Monday, October 19, 2009

A Half Billion Reasons to Reform Election Laws

I went to the New Jersey gubernatorial debates last weekend and it was a bit underwhelming. Not because my candidate, Chris Daggett, an independent with real ideas didn't clearly win like in his first debate or that his competition was clearly more polished than in their first debate, although all that didn't help. And not because the pre-debate rally wasn't fun. I secured a megaphone, led 50 people in cheers and made fun of the other candidates and their supporters (clever retorts about college republicans, bad suits and trench coats and raver antics). I even had a professor protect me from Corzine's union boys who were looking to get violent.


No, instead it was just another reminder of why this system is so screwed up. It took half a billion dollars to elect an eloquent, Harvard educated law professor against a party who led the collapse of two wars, the world financial markets and a major American city. Let's reiterate. $500 million. For one candidate. Maybe that's just $2 for each American. And maybe that's 7,000 more teachers. It's a big bloody number. Like a corporation. A conglomerate. If the democratic party were a corporation, it would be a fortune 100 company at the very least ($25 billion in revenue).
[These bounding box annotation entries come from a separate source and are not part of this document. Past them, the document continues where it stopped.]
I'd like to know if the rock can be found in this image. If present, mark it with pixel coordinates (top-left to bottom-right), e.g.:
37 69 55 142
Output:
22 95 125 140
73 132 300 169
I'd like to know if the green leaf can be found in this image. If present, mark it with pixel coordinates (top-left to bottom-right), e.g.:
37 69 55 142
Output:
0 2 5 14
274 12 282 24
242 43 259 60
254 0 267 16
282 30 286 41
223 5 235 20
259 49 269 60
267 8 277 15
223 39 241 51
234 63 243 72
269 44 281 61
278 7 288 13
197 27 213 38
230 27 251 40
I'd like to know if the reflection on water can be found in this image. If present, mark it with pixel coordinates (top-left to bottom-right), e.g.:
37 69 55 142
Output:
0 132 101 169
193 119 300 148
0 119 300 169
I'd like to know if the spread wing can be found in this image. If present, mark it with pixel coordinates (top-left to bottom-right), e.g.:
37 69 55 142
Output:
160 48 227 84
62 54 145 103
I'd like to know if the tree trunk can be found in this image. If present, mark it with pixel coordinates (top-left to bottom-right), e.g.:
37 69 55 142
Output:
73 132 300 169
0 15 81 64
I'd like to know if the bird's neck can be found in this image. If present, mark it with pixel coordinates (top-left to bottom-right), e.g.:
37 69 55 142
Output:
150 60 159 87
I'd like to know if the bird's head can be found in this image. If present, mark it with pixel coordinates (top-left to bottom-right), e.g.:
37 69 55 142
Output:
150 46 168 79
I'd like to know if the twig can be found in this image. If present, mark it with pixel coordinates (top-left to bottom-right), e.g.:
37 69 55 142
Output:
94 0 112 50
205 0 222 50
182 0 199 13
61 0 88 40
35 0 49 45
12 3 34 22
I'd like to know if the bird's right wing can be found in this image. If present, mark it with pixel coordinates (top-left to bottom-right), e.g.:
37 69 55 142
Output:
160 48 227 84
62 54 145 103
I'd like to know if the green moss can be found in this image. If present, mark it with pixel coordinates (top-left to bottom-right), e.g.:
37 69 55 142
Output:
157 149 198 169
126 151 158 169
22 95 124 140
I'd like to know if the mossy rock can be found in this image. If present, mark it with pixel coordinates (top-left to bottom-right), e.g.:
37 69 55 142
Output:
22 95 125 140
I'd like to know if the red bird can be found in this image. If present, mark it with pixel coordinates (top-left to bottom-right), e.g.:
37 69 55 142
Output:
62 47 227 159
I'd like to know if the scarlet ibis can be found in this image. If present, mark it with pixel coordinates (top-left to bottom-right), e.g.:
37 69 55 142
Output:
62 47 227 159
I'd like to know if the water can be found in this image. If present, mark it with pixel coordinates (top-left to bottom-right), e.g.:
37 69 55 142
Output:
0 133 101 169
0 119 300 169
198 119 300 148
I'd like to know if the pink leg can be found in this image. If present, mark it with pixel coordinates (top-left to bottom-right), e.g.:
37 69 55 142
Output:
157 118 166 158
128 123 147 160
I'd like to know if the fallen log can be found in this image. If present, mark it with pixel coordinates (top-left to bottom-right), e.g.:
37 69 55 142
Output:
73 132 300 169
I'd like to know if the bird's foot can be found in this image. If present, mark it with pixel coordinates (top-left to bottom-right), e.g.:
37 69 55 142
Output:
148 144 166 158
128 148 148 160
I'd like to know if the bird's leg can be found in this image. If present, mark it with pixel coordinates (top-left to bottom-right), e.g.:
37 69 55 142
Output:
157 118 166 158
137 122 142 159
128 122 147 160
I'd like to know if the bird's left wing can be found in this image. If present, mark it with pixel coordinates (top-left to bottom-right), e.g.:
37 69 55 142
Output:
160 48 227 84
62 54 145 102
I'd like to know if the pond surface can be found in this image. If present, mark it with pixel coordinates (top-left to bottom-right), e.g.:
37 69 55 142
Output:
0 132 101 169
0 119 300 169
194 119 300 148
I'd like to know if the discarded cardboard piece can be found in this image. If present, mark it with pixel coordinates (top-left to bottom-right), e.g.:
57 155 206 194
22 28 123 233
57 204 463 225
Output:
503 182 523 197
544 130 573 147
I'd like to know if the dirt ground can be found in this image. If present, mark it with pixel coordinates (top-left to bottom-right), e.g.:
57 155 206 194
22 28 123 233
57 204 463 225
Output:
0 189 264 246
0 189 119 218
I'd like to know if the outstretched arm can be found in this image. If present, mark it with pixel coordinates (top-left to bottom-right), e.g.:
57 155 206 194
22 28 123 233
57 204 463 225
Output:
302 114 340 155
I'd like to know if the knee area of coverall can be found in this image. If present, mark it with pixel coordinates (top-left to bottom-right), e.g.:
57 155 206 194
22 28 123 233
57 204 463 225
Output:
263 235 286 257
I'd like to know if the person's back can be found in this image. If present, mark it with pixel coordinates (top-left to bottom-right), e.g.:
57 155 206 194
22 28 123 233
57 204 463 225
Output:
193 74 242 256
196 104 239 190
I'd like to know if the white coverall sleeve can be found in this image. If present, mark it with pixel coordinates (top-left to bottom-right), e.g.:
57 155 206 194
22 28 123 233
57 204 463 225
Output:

So why is campaign finance reform so hard? Do we really need all the TV ads? All the commercially directed, poll influenced, slandering attack ads that make you want to hot snack in your mouth. The complete lack of understanding of the policies, the counterpoints and any semblance of a policy debate is sickening, maybe even more than the fact that your average American couldn't understand it if it were to go on.

"Mr. Corzine, NJ is so far in debt it is on the verge of bankruptcy with a record deficit and debt burden. How do you get back to fiscal sanity without constricting the fragile economy with higher taxes? You have 1 minute, sir, and please contrast your plan with each of your opponents'."

What a joke. Just enough to smile, spin and throw someone under a bus.

Isn't it simpler? Drastically less money for commercials. More mandatory debates with a round table format, lengthy answers, candidate questions to each other and full back and forth. Specifics to plans mandated. No BS Palinesque avoidance answers.

We live in a world where the more you say, the more material your opp0nents have to attack from their war chest on mainstream TV. Ideas are penalized. Marketing speak rewarded.

I saw today on CNN that 7 out of the top 10 radio shows are conservative talk shows. So much for liberal media right? Yet 65% of America believe in the public option. In the battle of ideas, Democrats are winning. No, no. That's not right. It's more of a liberal trend with which Democrats are snatching defeat from the jaws of victory. If the Democrats could get their ideas straight, they could change the political game to reduce the election process to ideas.

Maybe that's naive. Maybe the Democrats know that they are just as bad at talking about ideas as, well, a third grader. But how can they think that they will get more money than the big business Republicans. And who wouldn't support massive campaign finance reform? Wouldn't they win big votes by being anti big business and pro voter? You could be the voters' party.

I don't get it. But this spectacle has all the intellectual honesty, strategic intricacy and the production values of a McDonald's commercial. Well, I saw it first hand. Sorry to say it. But I'm not lovin' it.

1 comment:

lukemelia said...

Well said! I shudder to think how many citizens are deterred from engaging in politics by the dearth of honest, clear dialogue.